Dalai Lama Quote Explained – Meaningfulness: So, why the quote?

Well, I am coming to the realization that despite the temporary bitterness of dealing with finances as a grad student at UBC, and despite the long hours at the lab, I do what I do in the way I do it, because I like to think there is something meaningful about my work that makes everything worthwhile.

By the time I graduate, the 2 years I will have spent thinking about my projects on the bus, talking about them on date(s) (bad idea according to my lab buddies btw, and should be reserved for conferences/seminars), and working on it day and night will be something of the past.

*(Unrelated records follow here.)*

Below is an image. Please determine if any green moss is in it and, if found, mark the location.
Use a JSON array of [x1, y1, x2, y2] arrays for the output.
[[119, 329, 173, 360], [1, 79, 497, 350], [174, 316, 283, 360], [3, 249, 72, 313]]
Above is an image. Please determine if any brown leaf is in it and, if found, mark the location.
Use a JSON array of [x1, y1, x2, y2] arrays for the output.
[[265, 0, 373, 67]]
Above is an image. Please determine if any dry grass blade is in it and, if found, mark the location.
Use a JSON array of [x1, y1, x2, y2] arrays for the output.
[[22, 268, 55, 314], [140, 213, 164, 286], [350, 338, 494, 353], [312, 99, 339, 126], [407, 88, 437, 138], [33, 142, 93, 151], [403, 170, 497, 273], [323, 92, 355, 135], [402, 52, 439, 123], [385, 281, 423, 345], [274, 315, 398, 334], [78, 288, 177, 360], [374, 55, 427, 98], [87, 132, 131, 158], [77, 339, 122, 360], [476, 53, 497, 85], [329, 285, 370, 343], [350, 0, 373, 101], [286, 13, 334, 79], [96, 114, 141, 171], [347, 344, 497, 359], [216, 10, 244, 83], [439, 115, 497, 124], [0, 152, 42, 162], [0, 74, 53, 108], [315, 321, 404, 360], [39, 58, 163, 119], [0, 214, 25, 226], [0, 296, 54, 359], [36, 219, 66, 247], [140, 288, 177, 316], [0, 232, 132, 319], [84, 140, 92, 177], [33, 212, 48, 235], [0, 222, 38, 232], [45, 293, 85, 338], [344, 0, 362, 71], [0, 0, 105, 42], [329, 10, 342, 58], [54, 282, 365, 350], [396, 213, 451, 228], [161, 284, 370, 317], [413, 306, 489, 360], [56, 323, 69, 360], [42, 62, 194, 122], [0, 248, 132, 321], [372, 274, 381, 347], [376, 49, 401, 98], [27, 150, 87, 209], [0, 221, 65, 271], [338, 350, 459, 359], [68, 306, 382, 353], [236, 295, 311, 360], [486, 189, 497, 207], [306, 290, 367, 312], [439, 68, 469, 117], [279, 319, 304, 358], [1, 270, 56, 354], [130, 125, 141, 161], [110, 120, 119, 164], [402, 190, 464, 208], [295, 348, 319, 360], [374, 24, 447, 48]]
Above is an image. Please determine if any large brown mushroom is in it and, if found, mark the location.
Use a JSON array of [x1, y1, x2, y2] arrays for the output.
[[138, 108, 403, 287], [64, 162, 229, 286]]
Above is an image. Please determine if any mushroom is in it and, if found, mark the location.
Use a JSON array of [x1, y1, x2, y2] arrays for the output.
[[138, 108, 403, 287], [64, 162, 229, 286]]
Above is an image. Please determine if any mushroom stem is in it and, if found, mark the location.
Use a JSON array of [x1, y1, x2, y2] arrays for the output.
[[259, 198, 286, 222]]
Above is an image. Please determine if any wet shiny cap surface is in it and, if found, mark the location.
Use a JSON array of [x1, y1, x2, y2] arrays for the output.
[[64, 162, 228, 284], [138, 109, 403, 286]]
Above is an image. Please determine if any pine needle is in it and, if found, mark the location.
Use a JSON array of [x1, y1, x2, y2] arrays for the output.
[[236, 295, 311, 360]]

I guess it’s sad to be thinking about it that way.

You get so attached to these technical projects that often you don’t want to let it go… I remember being really attached to a set of manufacturing systems I helped develop at an automation company I worked at as a co-op student. When the project was done and the system was carried into transport trucks, to be delivered to the clients obviously, I was shocked to see how much attachment I had developed with the ruggedly looking assembly of machine that was far from being cute or animate. That was only four months of working on the project.

And to think that a project I’ve worked on for years will become something of the past someday to be let go…! Am I the only one who has attachment issues with technical projects???! Dealing with the caveats of being a grad student for the specific purpose of finishing the project probably will make it harder.

Uncertainties of how things will pan out also makes it a bit more awry. I mean, if my only purpose in this project was to build something that I knew was going to work, then I there would be less uncertainties. But with the kind of data requiring statistical significance to make the conclusion I want, it’s always uneasy thinking that there may not be statistical significance!! Ahhh!!

In short, if I just focus on the outcome of my research as the only goal of living a grad student life, then I feel like I’ve signed up to play a gamble with an unknown chances of winning within the given amount of time I’ve set out to play the game. But if I think one of the main reasons for walking this path is not only because I want to get the results I want (which would be nice to have), but more because there is meaning to walking the paths that I am walking regardless of what I find at the end of the tunnel, then grad school doesn’t seem like a huge gamble with an unknown probability of failure, but rather an investment with 100% probability of success.